Le Coran éveille la conscience humaine pour la purifier de cette hypocrisie :

« Ô vous qui avez adhéré à la voie de Dieu, pourquoi dites-vous ce que vous ne faites pas ? C’est une grande abomination auprès de Dieu que de dire ce que vous ne faites pas. » Coran 61 : 2-3

يَا أَيُّهَا الَّذِينَ آمَنُوا لِمَ تَقُولُونَ مَا لَا تَفْعَلُونَ كَبُرَ مَقْتًا عِندَ اللَّهِ أَن تَقُولُوا مَا لَا تَفْعَلُونَ

L’éducation digne de ce nom doit viser la transformation intérieure de la personne, et non l’accumulation de titres. L’être humain est un être complet qui a besoin de connaître le sens de la vie, la vérité, la réalité, le bien et le mal, et de vivre en conséquence. Le problème de l’éducation moderne est qu’elle trahit sa vocation véritable en servant l’idole de la réussite matérielle.

II. Que signifie « former l’Homme » ?

Quelle est la vocation de l’être humain selon le Coran ?

Pour Charlier, la finalité de l’éducation n’est pas de former des personnes intelligentes et cultivées destinées à de hauts postes. Son but était de « former l’Homme », c’est-à-dire des individus capables de mettre leur intelligence et leur cœur au service d’une cause morale collective : participer à la construction d’un monde plus juste :

« Ce que je vous demande, ce n’est pas de réussir dans le monde, mais de réussir malgré le monde.

De ne pas vous contenter d’un diplôme, d’un poste, d’un salaire, mais de porter en vous une exigence plus haute : celle de refaire une civilisation.

Si vous sortez d’ici pour devenir des bourgeois honnêtes mais sans âme, alors tout cela n’aura servi à rien. » Pierre de Bizemont, Lettre à un jeune Rocheux, 1980 (archives École des Roches, fonds Maslacq).

L’école des Roches est une école d’élites. Et pourtant, dit Charlier aux étudiants, si le seul résultat de leur éducation, c’est de réussir leur carrière professionnelle, alors il aura le sentiment d’avoir raté sa mission. Car ce qu’il cherche à faire est plus grand que cela :

« Elle (l’école des Roches) veut former des caractères forts et sociables, en même temps que des cœurs sachant aller au-devant des exigences de la justice et aimer leur prochain par amour pour Dieu. »

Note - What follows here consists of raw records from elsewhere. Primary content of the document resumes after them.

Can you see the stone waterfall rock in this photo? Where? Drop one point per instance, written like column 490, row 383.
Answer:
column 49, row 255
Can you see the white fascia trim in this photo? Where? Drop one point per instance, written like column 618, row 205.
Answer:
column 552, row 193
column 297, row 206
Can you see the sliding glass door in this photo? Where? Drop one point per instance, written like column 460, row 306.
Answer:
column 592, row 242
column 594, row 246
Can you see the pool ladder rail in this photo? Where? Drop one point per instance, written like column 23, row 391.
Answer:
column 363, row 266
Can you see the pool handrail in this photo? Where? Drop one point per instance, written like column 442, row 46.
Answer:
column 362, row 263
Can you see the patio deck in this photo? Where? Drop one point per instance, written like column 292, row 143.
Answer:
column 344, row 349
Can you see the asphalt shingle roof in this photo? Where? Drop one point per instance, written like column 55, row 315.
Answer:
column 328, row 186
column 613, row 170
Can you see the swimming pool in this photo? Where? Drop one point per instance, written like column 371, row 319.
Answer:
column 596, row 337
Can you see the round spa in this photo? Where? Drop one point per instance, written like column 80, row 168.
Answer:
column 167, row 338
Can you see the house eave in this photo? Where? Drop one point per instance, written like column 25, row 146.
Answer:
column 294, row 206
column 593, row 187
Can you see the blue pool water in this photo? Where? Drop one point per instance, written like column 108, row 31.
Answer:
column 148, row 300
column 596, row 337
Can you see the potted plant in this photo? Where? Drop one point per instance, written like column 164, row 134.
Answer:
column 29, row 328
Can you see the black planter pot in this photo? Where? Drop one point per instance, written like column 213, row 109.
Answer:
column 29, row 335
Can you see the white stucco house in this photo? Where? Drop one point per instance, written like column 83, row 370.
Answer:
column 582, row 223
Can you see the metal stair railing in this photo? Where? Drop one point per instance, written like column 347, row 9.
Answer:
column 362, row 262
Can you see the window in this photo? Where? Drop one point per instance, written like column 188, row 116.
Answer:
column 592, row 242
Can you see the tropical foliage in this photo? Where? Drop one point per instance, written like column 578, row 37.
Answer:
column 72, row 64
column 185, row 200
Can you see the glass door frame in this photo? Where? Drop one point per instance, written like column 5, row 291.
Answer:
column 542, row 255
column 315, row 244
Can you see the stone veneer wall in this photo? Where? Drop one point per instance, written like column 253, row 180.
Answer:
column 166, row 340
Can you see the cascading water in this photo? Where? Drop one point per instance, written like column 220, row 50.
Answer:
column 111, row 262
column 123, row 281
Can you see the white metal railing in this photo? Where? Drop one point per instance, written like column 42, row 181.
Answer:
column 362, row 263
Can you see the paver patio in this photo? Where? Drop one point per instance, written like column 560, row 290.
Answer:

Cette vision résonne profondément avec la conception coranique de l’être humain comme khalīfah (خليفة), vice-gérant de Dieu sur terre. Le Coran présente cette fonction de vice-gérance comme une charge lourde de responsabilité :

« Lorsque ton Seigneur a annoncé aux anges : ‘Je vais mettre sur la terre un Khalīfah [successeur, vice-gérant].’ Ils ont dit : ‘Vas-Tu y mettre un être qui y répandra la corruption et le sang… ?’ Il leur a répondu : ‘En vérité, Je sais ce que vous ne savez pas !’ » Coran 2 : 30.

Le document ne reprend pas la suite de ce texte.